What’s even more amazing is how many Canadians actually obey this law or, worse, drive well below the posted limit.

I’m a 30-plus-year veteran of driving in California where speed limits are not so much “laws” as guidelines loosely interpreted by the driving public as they go along.

There are Canadian drivers who flaunt the law and regularly drive this route at speeds reaching 93 kph. That’s a blazing 58 mph.

Now to be fair I should mention that once you’ve reached the outer GTA [Greater Toronto Area], multilane freeways slim down dramatically and become two lane highways. Nevertheless, because this part of Ontario is mostly forest and farmland, there is very little traffic, which makes pulling up behind anyone going less than 80 kph all the more maddening, especially if it occurs while you’re cruising through a miles-long stretch of double-yellow-lined road.

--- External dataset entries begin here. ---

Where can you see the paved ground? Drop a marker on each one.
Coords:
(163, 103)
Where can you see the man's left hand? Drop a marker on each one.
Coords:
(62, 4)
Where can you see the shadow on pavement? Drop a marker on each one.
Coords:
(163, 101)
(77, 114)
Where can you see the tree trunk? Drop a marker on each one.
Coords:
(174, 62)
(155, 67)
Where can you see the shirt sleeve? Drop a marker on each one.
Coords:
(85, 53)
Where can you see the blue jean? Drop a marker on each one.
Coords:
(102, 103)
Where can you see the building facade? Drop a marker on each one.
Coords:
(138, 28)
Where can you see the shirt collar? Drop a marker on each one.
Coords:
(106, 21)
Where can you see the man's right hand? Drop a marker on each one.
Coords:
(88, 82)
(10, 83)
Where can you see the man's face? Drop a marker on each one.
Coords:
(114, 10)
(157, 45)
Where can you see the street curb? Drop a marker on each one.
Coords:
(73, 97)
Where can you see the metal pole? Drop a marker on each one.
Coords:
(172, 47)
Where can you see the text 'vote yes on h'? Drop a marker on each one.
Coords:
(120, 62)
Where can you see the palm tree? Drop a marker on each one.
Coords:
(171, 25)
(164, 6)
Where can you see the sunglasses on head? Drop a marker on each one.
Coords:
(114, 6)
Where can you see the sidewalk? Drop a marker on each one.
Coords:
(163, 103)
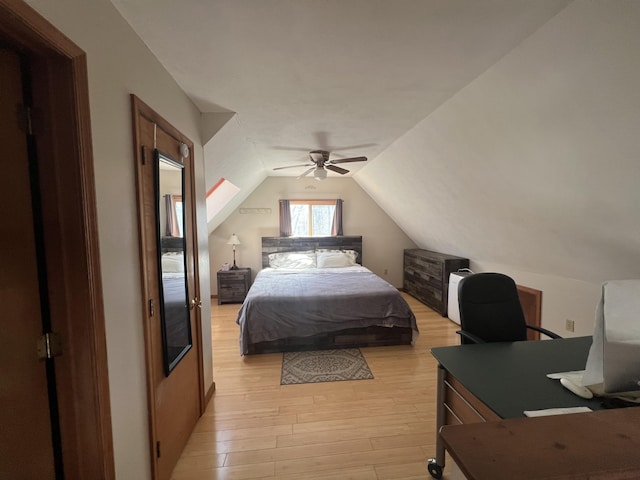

Meanwhile, back in the GTA the problem is just the opposite.

Like most modern cities the Toronto metropolitan area is crisscrossed with a fairly well laid out network of high-speed freeways. Here posted speeds can reach as high as 125 kph or roughly 78 mph.

For the most part, urban drivers tend to adhere, traffic permitting, to posted speeds. However, just as parts of the US suffer from the obnoxious driving habits of some high-end, luxury car owners (can you say Audi and BMW), Canada, at least in the GTA, has its own brand of self-entitled highway bad boys.

“Camo wearing, pickup driving Hosers are the worst,” is a phrase I’ve heard more than once driving around southern Ontario.

In Southern California and elsewhere too many drivers look upon the far left passing lane as their own personal country road regardless of how slow they’re going in relation to the rest of traffic. Canadians for the most part tend to observe highway etiquette and keep this lane open for swifter moving vehicles to pass.

The problem with using the number one lane in Canada is that no matter how much faster you’re going than the traffic to your right there is almost always someone behind you who becomes infuriated that you’ve pulled into traffic ahead of him.

Signal your intent to move left and they immediately speed up. If they can’t prevent you from moving over they will tailgate you until you’re either both traveling at warp speed or you give into sanity and slip back into the number two lane.

It has been my experience that Canadian freeway drivers of all kinds detest the idea of allowing people to change lanes for any reason. Nowhere is this a bigger problem than during the GTA’s horrendous “rush hours.”

Say what you will about the way people in Southern California drive, we have, for the most part, mastered the freeway hive mind in as much as most of us understand navigating the region’s maze of thoroughfares requires lane changes to get wherever it is we’re going.

Normally mild-mannered Canadians, on the other hand, seem to be overwhelmed by a primitive sense of territoriality when it comes to allowing their fellow commuters to slip in and out of the flow of traffic.

Signal your need to move to the left or right and the drivers around you close ranks as if to repel a foreign invader. You virtually have to bring your lane to a halt while waiting for a nonlocal who believes in keeping a safe distance between vehicles. Meanwhile you sit poised like a vulture ready to pounce on the first potential opening in traffic.

Is it any wonder that Canadians who’ve never even set foot in the place believe with all their heart and soul Toronto is the Underworld made manifest?